Aujourd’hui, il s’est attaqué à l’héritage diplomatique d’une Tunisie connue pour la rationalité de ses choix, la modération de ses démarches et de ses convictions. Il l’a fait en toute connaissance de cause et des conséquences. Une provocation sur commande algérienne dont le but manifeste est de choquer les opinions et tenter de faire croire aux chimères des séparatistes. Et sauf ignorance des us et coutumes diplomatiques, Kaïs Saied savait qu’un tel comportement allait provoquer l’ire du Maroc, voire l’escalade vers une certaine rupture. Et sauf à avoir une marque de débilité politique, il savait que le Maroc n’allait pas rester les bras croisés devant une telle agression diplomatique.
Mais le président tunisien n’en a cure.
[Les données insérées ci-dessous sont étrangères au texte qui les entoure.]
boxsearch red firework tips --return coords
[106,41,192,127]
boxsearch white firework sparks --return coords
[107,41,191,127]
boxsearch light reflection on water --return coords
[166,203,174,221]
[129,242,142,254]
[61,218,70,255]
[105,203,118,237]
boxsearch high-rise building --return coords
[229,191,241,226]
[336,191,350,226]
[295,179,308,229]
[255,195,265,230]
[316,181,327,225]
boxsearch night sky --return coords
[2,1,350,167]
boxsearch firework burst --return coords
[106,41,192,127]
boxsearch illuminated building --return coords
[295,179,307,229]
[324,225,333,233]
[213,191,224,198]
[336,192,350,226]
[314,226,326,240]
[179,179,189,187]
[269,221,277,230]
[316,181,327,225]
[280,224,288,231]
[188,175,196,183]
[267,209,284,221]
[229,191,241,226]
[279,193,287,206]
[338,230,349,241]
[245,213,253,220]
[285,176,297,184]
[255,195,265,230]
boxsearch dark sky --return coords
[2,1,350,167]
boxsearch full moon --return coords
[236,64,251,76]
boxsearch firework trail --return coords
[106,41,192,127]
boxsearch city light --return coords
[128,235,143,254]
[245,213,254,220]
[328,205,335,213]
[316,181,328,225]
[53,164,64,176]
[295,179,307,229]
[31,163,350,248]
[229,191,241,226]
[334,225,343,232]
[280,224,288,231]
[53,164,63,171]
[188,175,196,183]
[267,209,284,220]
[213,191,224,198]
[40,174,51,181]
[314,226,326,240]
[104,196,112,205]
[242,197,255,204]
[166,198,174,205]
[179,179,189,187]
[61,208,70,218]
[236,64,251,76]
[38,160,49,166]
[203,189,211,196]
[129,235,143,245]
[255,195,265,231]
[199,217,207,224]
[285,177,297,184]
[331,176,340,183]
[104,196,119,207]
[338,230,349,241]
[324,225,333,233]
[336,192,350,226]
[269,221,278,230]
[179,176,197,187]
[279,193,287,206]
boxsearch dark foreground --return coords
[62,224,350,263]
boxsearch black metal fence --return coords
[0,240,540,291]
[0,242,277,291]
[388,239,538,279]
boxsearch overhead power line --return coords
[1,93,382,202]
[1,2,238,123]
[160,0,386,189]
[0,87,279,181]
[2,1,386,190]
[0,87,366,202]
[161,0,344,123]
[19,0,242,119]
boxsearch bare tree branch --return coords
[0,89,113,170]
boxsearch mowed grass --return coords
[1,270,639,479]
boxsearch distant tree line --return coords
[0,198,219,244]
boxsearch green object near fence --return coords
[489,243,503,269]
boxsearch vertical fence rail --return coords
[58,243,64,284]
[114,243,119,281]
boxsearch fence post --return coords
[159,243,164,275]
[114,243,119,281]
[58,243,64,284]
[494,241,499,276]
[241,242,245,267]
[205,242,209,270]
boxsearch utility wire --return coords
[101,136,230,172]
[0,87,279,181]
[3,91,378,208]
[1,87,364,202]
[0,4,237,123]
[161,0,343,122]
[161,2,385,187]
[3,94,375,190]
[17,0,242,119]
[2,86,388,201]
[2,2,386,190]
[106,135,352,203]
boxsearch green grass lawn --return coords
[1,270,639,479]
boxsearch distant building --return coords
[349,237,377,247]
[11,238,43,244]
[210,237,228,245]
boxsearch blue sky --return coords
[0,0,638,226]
Contre la volonté du pays partenaire principal de ce sommet, le Japon, contre le principe adopté dans les anciens sommets similaires où le Polisario, non reconnu par les Nations unies comme un Etat n’était jamais invité, Kaïs Saied a préféré passer outre et réaliser ce coup de force sur commande d’Alger. La signature des généraux d’Alger et leur généreux chéquier est en bas d’une telle offense tunisienne à l’égard du Maroc.
La démarche de Kaïs Saied rappelle étrangement celle d’un autre fidèle des militaires d’Alger, l’islamiste radical Rached Ghannouchi, aujourd’hui poursuivi pour terrorisme, quand sous l’influence des pétrodollars algériens, il avait proposé de construire un Maghreb uni sans le Maroc.
Depuis bien avant ce tournant, La Tunisie de Kaïs Saied a montré quelques signes d’animosité à l’égard du Maroc. L’intimité du président tunisien avec le régime algérien et son abstention lors du vote sur le Sahara au conseil de sécurité de l’ONU ont déjà été perçues comme des démarches hostiles à l’égard du Maroc. Rabat espérait un retour rapide à la raison. Mais ce qui arrive est une escalade dans l’hostilité contre le Maroc.
Le président tunisien est d’autant plus perdant dans cette affaire qu’il a rejoint le cercle très restreint des soutiens du Polisario à un moment historique où les vents de l’histoire et de la diplomatie sont favorables à l’option d’autonomie proposée par le Maroc. Il rejoint ainsi volontairement le clan des perdants, sans doute y a-t-il vu une occasion de soutirer le maximum à un régime algérien prêt à vendre son âme pour retarder l’accomplissement de l’unité territoriale marocaine .
Aujourd’hui, alors que Kaïs Saied a montré son vrai visage d’ennemi du Maroc, le temps est venu de renvoyer l’ascenseur. Le Maroc dispose de suffisamment de cartes et d’amitiés pour faire sentir au régime tunisien la lourdeur de la faute qu’il vient de commettre et la gravité de ses choix même si ces derniers n’ont aucune chance de changer quoi que ce soit dans la balance des équilibres régionaux et internationaux. Kaïs Saied a perdu le Maroc et gagné la honte d’appartenir au club très restreint des fossoyeurs de l’unité et de la prospérité maghrébine.